The board passed a resolution on Tuesday that recognizes 15 new sites including Dak Nong Geopark, located in the namesake province in Vietnam’s Central Highlands, as new global geoparks in 2020.

The UN agency also approved the extension of an existing global geopark, Kula- Salihli in Turkey.

With this year’s additions, the number of sites in the Global UNESCO Geoparks Network is brought to 161 in 44 countries.

The decision is a meaningful fruit borne from the Dak Nong authorities’ efforts toward the designation over the last five years.

The province has developed its geopark with the goal of becoming a UNESCO global geopark since 2014, when Japanese scientists discovered the local Krong No volcanic cave system.

In December 2015, the People’s Committee of Dak Nong Province issued a decision to establish the Dak Nong Geopark covering more than 4,700 kilometers and consisting of the provincial capital city of Gia Nghia and five districts — Krong No, Cu Jut, Dak Mik, Dak Song, and Dak Glong.

Provincial authorities launched a consultation process with experts in July 2018 to evaluate the holistic potential of Dak Nong Geopark based on UNESCO standards.

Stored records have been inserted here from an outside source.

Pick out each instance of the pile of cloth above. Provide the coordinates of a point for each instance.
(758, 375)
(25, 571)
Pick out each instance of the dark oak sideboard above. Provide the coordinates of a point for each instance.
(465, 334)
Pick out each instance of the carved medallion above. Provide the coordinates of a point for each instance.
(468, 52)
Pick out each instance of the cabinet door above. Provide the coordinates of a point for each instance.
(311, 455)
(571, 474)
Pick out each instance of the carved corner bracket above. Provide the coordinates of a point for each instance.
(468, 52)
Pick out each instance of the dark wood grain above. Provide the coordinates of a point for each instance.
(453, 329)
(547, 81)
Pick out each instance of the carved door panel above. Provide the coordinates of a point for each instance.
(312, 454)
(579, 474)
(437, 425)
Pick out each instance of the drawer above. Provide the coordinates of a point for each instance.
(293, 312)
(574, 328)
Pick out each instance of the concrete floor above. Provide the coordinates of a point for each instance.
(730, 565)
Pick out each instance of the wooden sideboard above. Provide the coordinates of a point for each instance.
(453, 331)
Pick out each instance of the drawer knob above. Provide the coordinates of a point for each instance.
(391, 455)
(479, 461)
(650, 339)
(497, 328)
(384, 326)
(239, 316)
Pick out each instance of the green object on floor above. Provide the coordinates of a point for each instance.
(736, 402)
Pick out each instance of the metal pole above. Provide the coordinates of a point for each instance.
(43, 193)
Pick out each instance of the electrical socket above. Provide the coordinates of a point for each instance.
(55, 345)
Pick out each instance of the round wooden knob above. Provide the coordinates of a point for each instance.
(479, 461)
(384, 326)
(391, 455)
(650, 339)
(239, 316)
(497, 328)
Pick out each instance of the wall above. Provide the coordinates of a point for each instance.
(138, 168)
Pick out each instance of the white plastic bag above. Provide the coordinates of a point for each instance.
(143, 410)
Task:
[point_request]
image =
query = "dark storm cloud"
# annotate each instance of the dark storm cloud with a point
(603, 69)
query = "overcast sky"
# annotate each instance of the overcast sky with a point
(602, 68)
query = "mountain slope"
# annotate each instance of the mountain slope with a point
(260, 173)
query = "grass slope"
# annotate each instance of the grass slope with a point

Upon receiving positive feedback, Dak Nong officially applied to become a member of the UNESCO Global Geoparks Network.  

Before Dak Nong Geopark, two other Vietnamese parks were designated as UNESCO global geoparks including Dong Van karst plateau in the northern province of Ha Giang in 2010 and Non nuoc Cao Bang in the northern province of Cao Bang in 2018, according to the UNESCO’s official website.

The UNESCO and the Global Geoparks Network will co-organize a digital event via the GoToMeeting app to celebrate the designation of the new global geoparks at 10:00 pm Vietnam time next Thursday, July 16.

In Vietnam, a virtual ceremony announcing the designation will be held at 8:00 pm between July 13 and 15 from the information center of Dak Nong Geopark.